= Internet Service Providers Association (United Kingdom) =

Trade association

The Internet Service Providers Association (ISPA) is a British body representing providers of Internet services.

==History==
ISPA was established in 1995 as the first trade association for ISPs, promoting competition, self-regulation and progress within the Internet industry. Members are signatories to the ISPA Code of "good practice" binding ISPs to a common industry standard.
It was founded by and is now run under the Managing Director and Secretary General Nicholas Lansman.

==Activities==
As a trade association, membership is voluntary but the companies who choose to become members agree to abide by the ISPA United Kingdom Code. ISPA members' allegiance to the Code means that consumers can view the ISPA UK logo as a mark of commitment to good business practice.

ISPA's main activity is in making representations on behalf of the industry to Government bodies, such as the Home Office, the Department for Business, Enterprise and Regulatory Reform (former DTI) and Ofcom. Government and political representatives often approach ISPA for its knowledge and expertise.

ISPA represents members to Government and extra-parliamentary bodies in the UK, as well as dealing with media enquiries relating to ISPs' role online.

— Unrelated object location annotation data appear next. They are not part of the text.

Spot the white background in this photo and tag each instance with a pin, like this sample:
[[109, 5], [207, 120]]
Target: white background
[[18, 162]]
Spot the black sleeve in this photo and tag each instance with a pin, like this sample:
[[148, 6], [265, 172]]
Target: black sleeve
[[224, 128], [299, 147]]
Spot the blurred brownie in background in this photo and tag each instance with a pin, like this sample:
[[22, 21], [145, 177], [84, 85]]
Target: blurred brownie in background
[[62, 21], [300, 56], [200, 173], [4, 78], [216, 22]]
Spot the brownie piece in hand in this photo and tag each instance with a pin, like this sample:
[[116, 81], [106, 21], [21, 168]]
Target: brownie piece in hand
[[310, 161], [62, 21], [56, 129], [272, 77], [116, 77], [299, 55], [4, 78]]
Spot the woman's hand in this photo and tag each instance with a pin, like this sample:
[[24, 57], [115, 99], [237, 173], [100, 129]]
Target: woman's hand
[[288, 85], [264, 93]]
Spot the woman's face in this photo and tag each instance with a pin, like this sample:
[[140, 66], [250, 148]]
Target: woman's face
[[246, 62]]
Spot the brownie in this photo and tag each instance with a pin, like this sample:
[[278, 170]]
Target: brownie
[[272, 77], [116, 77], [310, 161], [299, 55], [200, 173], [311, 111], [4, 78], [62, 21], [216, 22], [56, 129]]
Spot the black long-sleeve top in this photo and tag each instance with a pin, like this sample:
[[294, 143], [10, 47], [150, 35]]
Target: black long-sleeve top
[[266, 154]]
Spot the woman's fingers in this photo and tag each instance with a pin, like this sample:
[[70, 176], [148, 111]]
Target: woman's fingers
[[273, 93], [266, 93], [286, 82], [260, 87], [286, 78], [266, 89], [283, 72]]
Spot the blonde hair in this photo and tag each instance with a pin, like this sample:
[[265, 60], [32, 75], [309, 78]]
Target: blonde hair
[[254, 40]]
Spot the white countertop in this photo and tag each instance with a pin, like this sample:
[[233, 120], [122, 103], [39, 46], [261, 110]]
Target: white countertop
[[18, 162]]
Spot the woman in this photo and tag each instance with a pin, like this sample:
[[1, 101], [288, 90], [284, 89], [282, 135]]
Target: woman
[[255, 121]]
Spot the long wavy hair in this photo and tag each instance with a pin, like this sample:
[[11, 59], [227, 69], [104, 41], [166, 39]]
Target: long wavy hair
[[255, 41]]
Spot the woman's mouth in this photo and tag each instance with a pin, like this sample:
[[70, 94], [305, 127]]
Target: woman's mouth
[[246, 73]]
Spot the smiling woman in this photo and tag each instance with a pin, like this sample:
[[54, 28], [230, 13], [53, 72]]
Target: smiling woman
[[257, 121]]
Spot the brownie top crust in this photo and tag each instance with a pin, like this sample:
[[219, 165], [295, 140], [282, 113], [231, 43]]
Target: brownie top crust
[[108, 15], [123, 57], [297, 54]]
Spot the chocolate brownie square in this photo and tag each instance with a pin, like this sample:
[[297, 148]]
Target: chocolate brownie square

Policy is directed by the ISPA Council, representing the interests of over 100 members in the UK. ISPA spends a good deal of its time dealing with Ofcom.

The ISPA provides awards to internet services providers.

==Regulation==
Policies are agreed by the ISPA Council, a body of up to ten people selected from and representing the various interests of the membership. The council is served by a secretariat.

==Europe==
ISPA UK was instrumental in establishing EuroISPA, a European federation of Internet Services Providers' Associations. EuroISPA voices ISPs concerns to politicians and officials at European Union level and influences EU Internet policies. ISPA also organises "The Ispas", an annual award ceremony to showcase the "best" of the UK Internet industry.

==Controversy==

For the 2019 ISPA awards, the finalists for the Internet Villain award were announced, where Mozilla was nominated for their proposed support for DNS-over-HTTPS (DoH). The ISPA criticised this proposal as it could be used to circumvent internet filtering. After receiving backlash, the ISPA withdrew Mozilla's nomination as well as the category altogether, however still expressed concern over the DoH protocol.